Last week I wrote on science and math education; this week I’ll link science and math to Romantic poetry, gardens, Latin verse, love, sex and Time! Or, perhaps more accurately, I’ll reflect on how Tom Stoppard does just that in Arcadia, our all-school summer reading selection being discussed this week.
I want to encourage you to read Brad Leithauser’s recent article in The New Yorker: “Tom Stoppard’s ‘Arcadia’ at Twenty” (August 9, 2013; http://www.newyorker.com/online/blogs/books/2013/08/tom-stoppards-arcadia-at-twenty.html). For those of you who don’t know the play, his article gives a lovely overview, allowing you to discuss the play with your student at dinner. Leithauser also states that “I feel irrationally, impossibly confident that ‘Arcadia’ is the finest play written in my lifetime.” (while he acknowledges that plays such as “Waiting for Godot,” “Pygmalion,” and “The Importance of Being Ernest” are also great plays, just written before he was born). I whole-heartedly agree, taking it one step further: I believe Arcadia is the seminal play of the 20th century!
Why do I say that? Not only does Stoppard weave science (the second law of thermodynamics), math (the main character is a math prodigy), Romantic poetry (Lord Byron figures in the plot), gardens (from an Enlightenment to a Romantic sensibility), and Latin verse (and the tutor is named Septimus) into a swirl of witty phrases, double entendres, and complex overlaps that elucidate the meaning of Time…as if all this weaving isn’t enough to justify my claim, Stoppard also has achieved a dramatic tension using “stage business” that is unprecedented.
There are two time casts (one contemporary to our day and the other one living in 1809-1812), with each cast occupying the same gracious room at a country estate, Sidley Park, in alternating scenes. First we see the early 19th century reality of what happened, and then we hear the 21st century assumptions and interpretations of what they think happened…with only the audience alert to the remarkable mix of prescient insights with abysmal presumptions. Props never leave the set, so a book or apple handled by Thomasina in 1809 might in the next scene be handled by a character in our day. Most astonishing, however, is the moment when the two casts suddenly merge on stage, both groups appearing simultaneously together in the final scene, blind to each other’s existence but sometimes turning the pages of the same book in sync, separated by 200 years. The stage trick that actually merges the two casts is one of the highlights of modern drama, I believe, and takes my breath away each time I see it.

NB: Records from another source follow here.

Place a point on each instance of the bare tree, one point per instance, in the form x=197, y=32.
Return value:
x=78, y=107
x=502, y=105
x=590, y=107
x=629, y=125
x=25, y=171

While most of our students had to read this play without the benefit of seeing it performed first (an especially tough task given the importance of the stage business I just described), we are blessed to have eight student volunteers doing a dramatic reading of two scenes the day before we all have group discussions of the play. Talk about type casting! A BUA student can really identify with this play.
So happy 20th birthday, Arcadia. May your complex mix of comedy and tragedy elevate the Academy’s appreciation for a humanistic education!